I'm really liking how streamlined it looks (won't play it until I can afford a better PC), but my only concern is that they did away with the choice of different leaders for the civs. I really liked that feature, since it would influence the civ's characteristics. It makes up for it by having what leaders are there have voice acting in their respective languages. That's totally awesome.
DEUTSCHLAND UBER ALLES! (Yeah, Germany is MY Civ, got that?)
Fall From Heaven I haven't played much, though.
Why aren't games released in a very stable format, anymore, what the hell?
So all good fun, I like to play heavy defensive myself in any RTS game so Civ 5s concepts sorta do sound like something I wouldn't enjoy.
With that removed from this game, I may stand a chance now. x.x
Shit.
Also, no Religion? I enjoyed bringing endless strife and suffering upon heathen peoples!
I'll also add that I felt a lot of what you did about the game, but came down a little more on the side of Civ5 in terms of management. I like that smart tactics can now be used, instead of massive, massive stacks. I do miss the micromanagement to keep individual cities happy, but I'm not sure it's that large of a loss.
Even though it cripples my peaceful, hyper-scientific approach to Civ games, I can also appreciate the elimination of the culture(/luxuries)/tax/science on a level where it makes you develop an infrastructure for research as opposed to taking the million-monkeys on a million typewriters approach to science.
But it really does bug me that the game shipped with all the polish and a few major/glaring bugs -- the intro movie being a disguised loading screen, absolutely abysmal netcode, no multiplayer games.
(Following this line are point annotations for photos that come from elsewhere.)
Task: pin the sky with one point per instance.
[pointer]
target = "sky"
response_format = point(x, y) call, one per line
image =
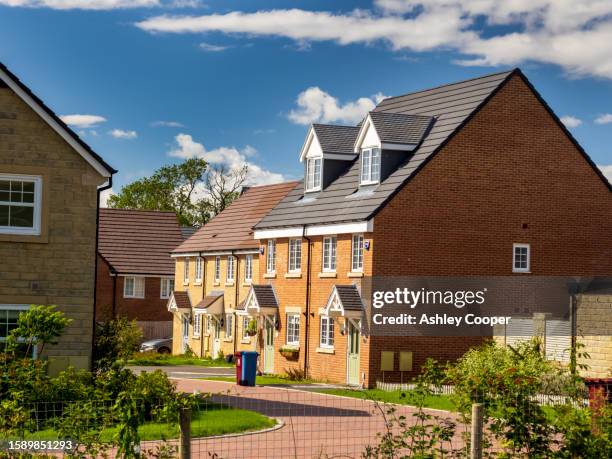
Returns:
point(151, 82)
I didn't have problems with DRM, but that's only because I downloaded it via Steam.
All in all, if they'd waited 'until it's done', I think it could have made a better impression, but it's a good enough game with enough improvements that I'm still having fun while I wait for the more glaring errors to be fixed.
I got one multiplayer game working, sort of, but only just. Every 15-20 turns or so I'm booted out and need to re-join.
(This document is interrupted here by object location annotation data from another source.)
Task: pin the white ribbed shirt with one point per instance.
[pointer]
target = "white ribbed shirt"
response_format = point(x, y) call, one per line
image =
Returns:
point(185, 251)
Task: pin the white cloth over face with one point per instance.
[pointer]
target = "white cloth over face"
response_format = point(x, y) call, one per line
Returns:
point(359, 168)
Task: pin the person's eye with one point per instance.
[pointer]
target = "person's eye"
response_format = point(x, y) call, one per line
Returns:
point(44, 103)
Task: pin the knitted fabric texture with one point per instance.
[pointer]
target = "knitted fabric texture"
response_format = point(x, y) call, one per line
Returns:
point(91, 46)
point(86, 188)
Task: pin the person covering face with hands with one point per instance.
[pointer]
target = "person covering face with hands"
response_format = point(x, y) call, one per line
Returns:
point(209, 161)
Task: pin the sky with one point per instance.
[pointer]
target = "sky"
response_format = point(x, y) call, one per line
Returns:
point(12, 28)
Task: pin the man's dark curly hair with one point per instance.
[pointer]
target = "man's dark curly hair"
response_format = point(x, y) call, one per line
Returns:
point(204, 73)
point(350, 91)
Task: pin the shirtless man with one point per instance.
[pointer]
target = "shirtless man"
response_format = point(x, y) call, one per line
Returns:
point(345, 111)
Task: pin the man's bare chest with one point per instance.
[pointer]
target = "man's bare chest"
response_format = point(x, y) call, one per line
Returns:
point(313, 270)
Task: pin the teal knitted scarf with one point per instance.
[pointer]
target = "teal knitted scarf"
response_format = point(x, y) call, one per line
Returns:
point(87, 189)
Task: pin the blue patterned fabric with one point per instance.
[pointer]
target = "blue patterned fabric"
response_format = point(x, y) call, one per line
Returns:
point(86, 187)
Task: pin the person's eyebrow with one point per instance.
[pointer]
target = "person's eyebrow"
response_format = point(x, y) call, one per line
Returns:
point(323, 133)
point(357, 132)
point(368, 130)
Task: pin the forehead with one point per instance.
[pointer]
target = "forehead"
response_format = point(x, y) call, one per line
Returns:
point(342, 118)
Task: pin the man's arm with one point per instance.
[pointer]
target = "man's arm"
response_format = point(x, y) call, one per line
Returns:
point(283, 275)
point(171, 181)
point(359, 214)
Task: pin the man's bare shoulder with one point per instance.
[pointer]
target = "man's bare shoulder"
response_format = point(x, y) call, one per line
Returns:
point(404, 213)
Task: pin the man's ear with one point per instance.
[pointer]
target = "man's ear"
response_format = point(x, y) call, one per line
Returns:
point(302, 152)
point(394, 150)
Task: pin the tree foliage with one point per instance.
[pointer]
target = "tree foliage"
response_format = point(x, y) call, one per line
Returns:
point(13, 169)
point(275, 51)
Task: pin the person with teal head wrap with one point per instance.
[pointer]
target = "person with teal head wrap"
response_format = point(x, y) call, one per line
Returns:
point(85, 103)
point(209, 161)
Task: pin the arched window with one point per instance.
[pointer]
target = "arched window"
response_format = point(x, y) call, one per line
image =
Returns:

Multiplayer works allright for me, I don't disconnect that much -- but units get neglected more than ever and you have to babysit them, and there's no save feature, which, let's face it, unless you play on "Quick" -and- have 6 hours to spare, is a necessity to a multiplayer civ game.
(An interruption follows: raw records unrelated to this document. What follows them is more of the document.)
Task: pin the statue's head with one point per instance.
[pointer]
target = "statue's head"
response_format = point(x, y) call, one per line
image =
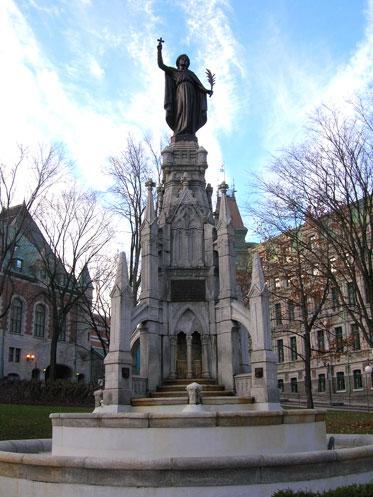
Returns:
point(182, 61)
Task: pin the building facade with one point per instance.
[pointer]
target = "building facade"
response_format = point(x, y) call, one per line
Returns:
point(339, 351)
point(26, 325)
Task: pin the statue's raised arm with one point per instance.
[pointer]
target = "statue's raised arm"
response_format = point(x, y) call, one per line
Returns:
point(185, 97)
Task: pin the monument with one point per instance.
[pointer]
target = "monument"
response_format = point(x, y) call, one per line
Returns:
point(201, 417)
point(190, 322)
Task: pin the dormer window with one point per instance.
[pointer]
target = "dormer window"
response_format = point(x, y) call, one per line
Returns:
point(18, 265)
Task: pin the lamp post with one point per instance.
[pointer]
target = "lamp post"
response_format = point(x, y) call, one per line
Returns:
point(368, 372)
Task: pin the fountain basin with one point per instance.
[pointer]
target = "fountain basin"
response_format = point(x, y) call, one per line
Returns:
point(151, 435)
point(42, 474)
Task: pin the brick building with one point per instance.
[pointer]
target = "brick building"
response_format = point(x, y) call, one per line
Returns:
point(26, 327)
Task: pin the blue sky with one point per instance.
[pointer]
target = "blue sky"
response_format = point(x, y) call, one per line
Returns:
point(84, 73)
It totally sucks that animations are forced off for multiplayer, though.
Glad to hear. Gonna have to go buy it now.
But Multiplay is just fucked, it only autosaves with no manual save option, and if someone drops you need to make an entirely new lobby- people can't drop back in the game.
It's not that it was impossible to avoid stacking, just VERY hard.
I didn't mention it above, but I do like the new system for borders. It used to be, city borders would expand in rings around the city with culture. Now cities expand on a per-tile basis with culture based on which tiles will be the most productive, but you can also spend money directly to purchase connected tiles of your own choosing. You can use this to quickly and easily cut off a pass from other civs that you don't have open borders with.